In truth, at any point in the past 40 years, you could have found Louisiana and the federal government in a tug-of-war over who should foot the bill for the city's gamble on development in an exceedingly vulnerable topology. Two days before the storm, a Capitol Hill foodfight concerned whether the feds would pick up 50% or 75% of the tab for shoring up Louisiana's eroding coasts. Since the erosion may have been exacerbated by levees built by the feds to protect New Orleans from being washed away by the Mississippi, the feds should pay to fix the erosion too, argued Rep. David Witter. Sen. Mary Landrieu, for her part, appealed to the White House's presumed earth-raping inclinations by noting her state's permissive attitude toward offshore oil drilling. She argued: "While we are a producing state, we're not as wealthy as others that use our resources. We keep the lights on in Connecticut, New York and California." Inventive reasoning for why fixing New Orleans' problems is a federal responsibility has been nothing if not a Cajun specialty.
Expect the recriminations now to get ugly, proportional to the size of the catastrophe. In reality, however, everyone knew New Orleans was a disaster in the making. Federal and state officials long ago decided to protect the city from a Category 3 hurricane, choosing to let nature takes its course in the event of Category 4 or 5 storm. The term for this is "moral hazard." Implicitly, they knew they couldn't justify spending billions of U.S. taxpayer money to subsidize Louisianans to build in ill-advised places. They also knew, in the wake of the inevitable disaster, unlimited federal money would likely be available to rebuild in all the same spots. This is the reason you can't buy commercial flood insurance. "Private insurers will not offer private flood coverage because typically these stories replay themselves over and over again," says Robert Hartwig, chief economist for the insurance industry's Washington trade group.
Congress does not heed such basic lessons about incentives and human behavior, however. Subsidies to build and rebuild are forthcoming partly because the rich and influential populate waterfront areas. If somebody tried to build New Orleans from scratch today, he might be jailed as a wetlands molester, but he wouldn't be denied subsidized federal flood insurance. In rebuilding, it would be nice if federal subsidies at least weren't made available for rebuilding in areas below sea level. New Orleans could then go back to being the "Crescent City," as it was known before its central marshlands were drained to allow hotels and high-rises at elevations five or ten feet lower than the river and bay (called a "lake") just a few hundred yards away.
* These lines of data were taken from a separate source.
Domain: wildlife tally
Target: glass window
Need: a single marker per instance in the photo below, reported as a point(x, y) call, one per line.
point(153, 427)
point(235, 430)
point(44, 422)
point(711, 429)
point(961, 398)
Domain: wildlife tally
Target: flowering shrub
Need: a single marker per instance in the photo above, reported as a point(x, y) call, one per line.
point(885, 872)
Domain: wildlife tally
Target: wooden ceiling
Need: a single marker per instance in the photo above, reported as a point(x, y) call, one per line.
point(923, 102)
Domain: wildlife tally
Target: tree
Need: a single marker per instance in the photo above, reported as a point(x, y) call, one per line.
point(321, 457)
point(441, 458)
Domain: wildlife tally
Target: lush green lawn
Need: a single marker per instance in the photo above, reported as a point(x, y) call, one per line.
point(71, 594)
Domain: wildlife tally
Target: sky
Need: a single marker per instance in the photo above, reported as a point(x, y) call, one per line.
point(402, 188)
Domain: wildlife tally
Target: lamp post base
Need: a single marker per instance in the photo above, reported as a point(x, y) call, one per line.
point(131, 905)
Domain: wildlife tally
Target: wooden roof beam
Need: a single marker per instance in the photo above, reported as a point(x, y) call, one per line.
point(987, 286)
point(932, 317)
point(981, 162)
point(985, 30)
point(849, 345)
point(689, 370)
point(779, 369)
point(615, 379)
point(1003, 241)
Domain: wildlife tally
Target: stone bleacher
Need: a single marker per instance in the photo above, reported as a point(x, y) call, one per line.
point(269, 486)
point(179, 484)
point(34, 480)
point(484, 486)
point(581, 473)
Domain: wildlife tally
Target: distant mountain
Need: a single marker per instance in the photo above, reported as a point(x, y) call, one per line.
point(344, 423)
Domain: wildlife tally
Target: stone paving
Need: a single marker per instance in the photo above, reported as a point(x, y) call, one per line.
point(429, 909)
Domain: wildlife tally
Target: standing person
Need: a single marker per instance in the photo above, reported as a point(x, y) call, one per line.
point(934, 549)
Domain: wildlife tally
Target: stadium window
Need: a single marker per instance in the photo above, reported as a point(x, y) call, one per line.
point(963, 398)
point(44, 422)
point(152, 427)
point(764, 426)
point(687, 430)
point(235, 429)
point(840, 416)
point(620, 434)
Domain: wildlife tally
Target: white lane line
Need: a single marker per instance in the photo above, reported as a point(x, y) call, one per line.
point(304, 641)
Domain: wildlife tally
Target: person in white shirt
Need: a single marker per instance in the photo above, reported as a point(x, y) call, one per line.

The question is, once everything dries out, will they be allowed to rebuild in the same places as before? Probably yes, which means this will all happen again someday.
As an interesting aside, Stacy Harp points out that the disaster occurred just a few days before the start of "Southern Decadence", a huge homosexual event in New Orleans. Some on the wacky religious right are giving God "credit" for stopping the event with a Biblical judgment. I agree with Stacy that this kind of ranting is neither Biblical nor sensible, and certainly does nothing to advance the cause of Christianity. If this was the way God did things, San Francisco and Laguna Beach would have been rubble long ago.